CUADERNOS DE EDICIÓN V: EL DON de H.D.

Hilda Doolittle le gustaba la mitología, hacer collages, traducir del griego, el mar y cuestionarse mucho las cosas. También la palabra escrita. La voz de Hilda Doolittle (1886-1961), conocida por su seudónimo literario H. D., fluye con una sensibilidad única y belleza lírica que la distinguen como una de las escritoras más originales de su tiempo. 

Entendía el amor como sinónimo de belleza, un amor que extendía a su admirada Safo. “Para apreciar la belleza hay que saber dejarla ir / hay que pensarla con el cuerpo”, escribió. La creatividad como una medusa sobre su cabeza. O un cerebro-útero. ¿Puede la palabra emanar calor, contener fuego, viento? ¿Sacudirnos?

Pionera en la exploración de la identidad y el sexo, sus escritos (poemas, ensayos, prosa) son una ventana a la mente de una mujer que desafiaba toda convención. Asociada con el Imagismo, cultivadora de un estilo lírico, su particular enfoque espiritual y psicológico, la escritura de Hilda Doolitle actúa como un río de imágenes y emociones.

En ‘El don’ germinan todas estas cuestiones; en ‘El don’, no hay normas. Es una novela y no es una novela, es una autobiografía y tampoco. ‘El don’ invita a buscarlo y dejarse llevar por las pistas que conjura. Publicamos a una autora que nos cautiva, revuelve, inquieta, y despierta preguntas. Tras su lectura, siguen reverberando las impactantes imágenes, los destellos, el tejido literario de un relato que está vivo y se retuerce.

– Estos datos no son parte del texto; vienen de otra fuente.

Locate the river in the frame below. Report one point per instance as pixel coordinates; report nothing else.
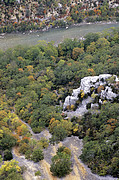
(56, 35)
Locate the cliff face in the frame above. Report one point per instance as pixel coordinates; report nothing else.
(94, 90)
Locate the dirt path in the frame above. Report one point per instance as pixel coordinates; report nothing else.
(79, 170)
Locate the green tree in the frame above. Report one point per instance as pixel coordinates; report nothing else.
(37, 155)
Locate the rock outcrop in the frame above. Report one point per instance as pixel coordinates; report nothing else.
(101, 87)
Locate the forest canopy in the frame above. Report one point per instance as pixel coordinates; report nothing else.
(34, 82)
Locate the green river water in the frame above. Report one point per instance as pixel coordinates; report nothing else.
(56, 35)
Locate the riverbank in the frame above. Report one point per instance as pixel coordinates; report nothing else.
(57, 35)
(47, 28)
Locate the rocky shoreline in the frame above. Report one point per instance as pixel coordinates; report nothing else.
(2, 35)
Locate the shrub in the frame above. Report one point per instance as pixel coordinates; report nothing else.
(37, 155)
(61, 163)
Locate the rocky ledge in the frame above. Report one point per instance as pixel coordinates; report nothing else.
(93, 91)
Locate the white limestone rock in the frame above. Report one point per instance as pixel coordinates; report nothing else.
(86, 84)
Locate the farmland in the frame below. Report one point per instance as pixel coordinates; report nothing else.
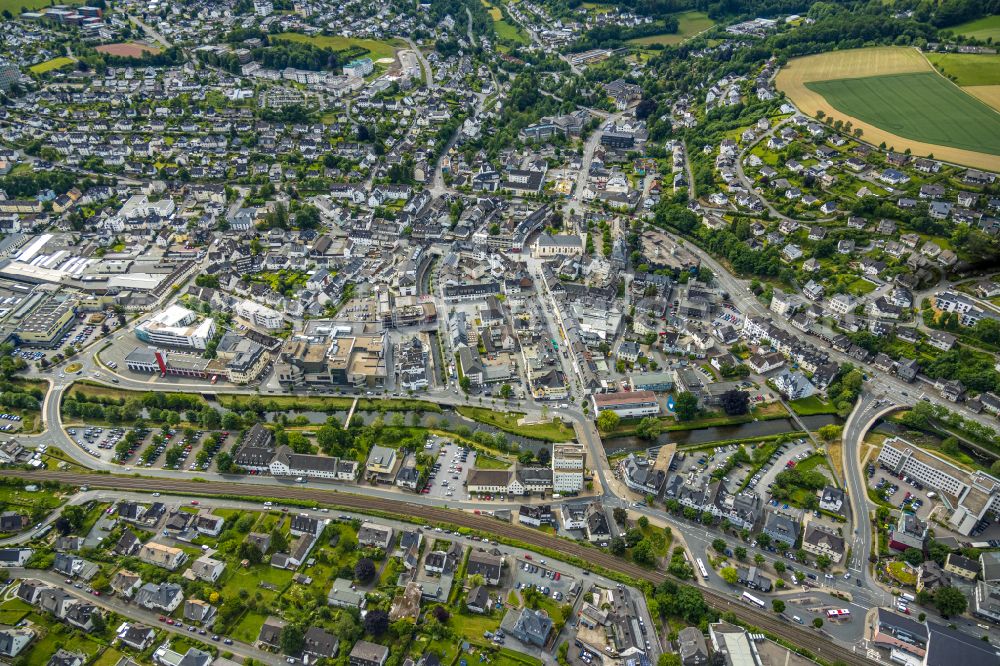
(874, 88)
(17, 6)
(689, 24)
(377, 49)
(923, 107)
(983, 28)
(49, 65)
(968, 69)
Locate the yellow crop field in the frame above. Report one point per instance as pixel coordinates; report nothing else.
(871, 62)
(988, 94)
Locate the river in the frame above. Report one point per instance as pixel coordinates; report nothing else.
(720, 433)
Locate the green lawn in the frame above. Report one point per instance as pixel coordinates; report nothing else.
(484, 461)
(969, 69)
(923, 107)
(377, 49)
(860, 287)
(473, 626)
(902, 573)
(16, 6)
(983, 28)
(49, 65)
(689, 24)
(509, 33)
(248, 628)
(812, 405)
(554, 431)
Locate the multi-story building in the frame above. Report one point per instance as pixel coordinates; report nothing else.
(628, 404)
(288, 463)
(47, 323)
(898, 633)
(971, 494)
(568, 464)
(177, 326)
(259, 315)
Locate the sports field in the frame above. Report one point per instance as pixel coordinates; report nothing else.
(377, 49)
(689, 24)
(49, 65)
(980, 29)
(926, 114)
(968, 69)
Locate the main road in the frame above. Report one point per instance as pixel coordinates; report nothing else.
(766, 621)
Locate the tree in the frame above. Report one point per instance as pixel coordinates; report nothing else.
(643, 553)
(829, 433)
(950, 601)
(291, 639)
(376, 622)
(686, 406)
(735, 402)
(364, 570)
(607, 421)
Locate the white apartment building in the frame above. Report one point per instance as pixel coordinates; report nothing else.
(970, 495)
(260, 316)
(176, 327)
(568, 464)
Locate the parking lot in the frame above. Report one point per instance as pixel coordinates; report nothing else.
(907, 494)
(790, 452)
(541, 575)
(151, 448)
(448, 475)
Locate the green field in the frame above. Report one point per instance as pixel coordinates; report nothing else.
(15, 7)
(49, 65)
(377, 49)
(509, 33)
(969, 69)
(980, 29)
(922, 107)
(689, 24)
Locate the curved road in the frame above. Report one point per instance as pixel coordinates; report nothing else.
(766, 621)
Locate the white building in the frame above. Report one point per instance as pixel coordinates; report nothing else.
(359, 68)
(568, 464)
(288, 463)
(628, 404)
(971, 494)
(260, 316)
(177, 327)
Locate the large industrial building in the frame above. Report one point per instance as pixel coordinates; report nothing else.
(969, 495)
(177, 326)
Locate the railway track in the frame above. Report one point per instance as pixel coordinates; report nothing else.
(823, 648)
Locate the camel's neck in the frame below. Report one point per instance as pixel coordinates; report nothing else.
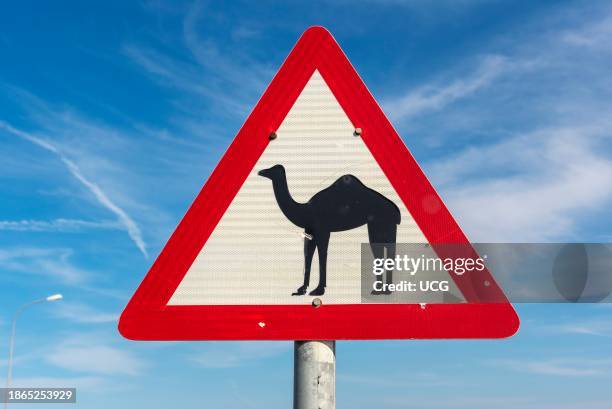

EL LENGUAJE COMO UN ENCANTAMIENTO

Proceso. El proceso de edición de ‘El don’ comenzó ya hace dos años. Fue el tercer libro que incorporamos al catálogo editorial.

Cubierta. A la hora de elegir cubierta surgieron dudas. En las fotografías de
H. D. su gesto siempre es hermético, y creíamos que poco identificable para muchas lectoras. Optamos por el retrato (que ilustra Natalia Bosques) precisamente por este motivo: familiarizar su rostro.

El color. En el caso de Hilda Doolittle el tema del color adquiría más importancia tratándose de una autora que exploraba su simbología. H.D. relacionaba palabras, versos y momentos con tonos azules, rosas o morados. El color para ella no era un algo pasivo, era un vehículo.

En el ensayo ‘Color encantado: el uso del color en la obra de H. D.’, estudiaban cómo el violeta aparecía más de 20 veces en su icónico poemario ‘Sea garden’. El violeta, asociado con la sabiduría, la imaginación, la locura, la creatividad, el misterio y la magia. Igual que la estrella-fuego que a lo largo del libro invoca y hemos diseñado para trasladar a tatuajes temporales y marcadores (de tamaño XL, para talleres de collage y escritura alrededor del libro).

“¿De dónde provenía el don? ¿Estaba en el aire? ¿O se heredaba? ¿Dónde se originó?”, se pregunta. El libro es una búsqueda continua, es una estrella-fuego, no pretende resolver el enigma que también era su autora.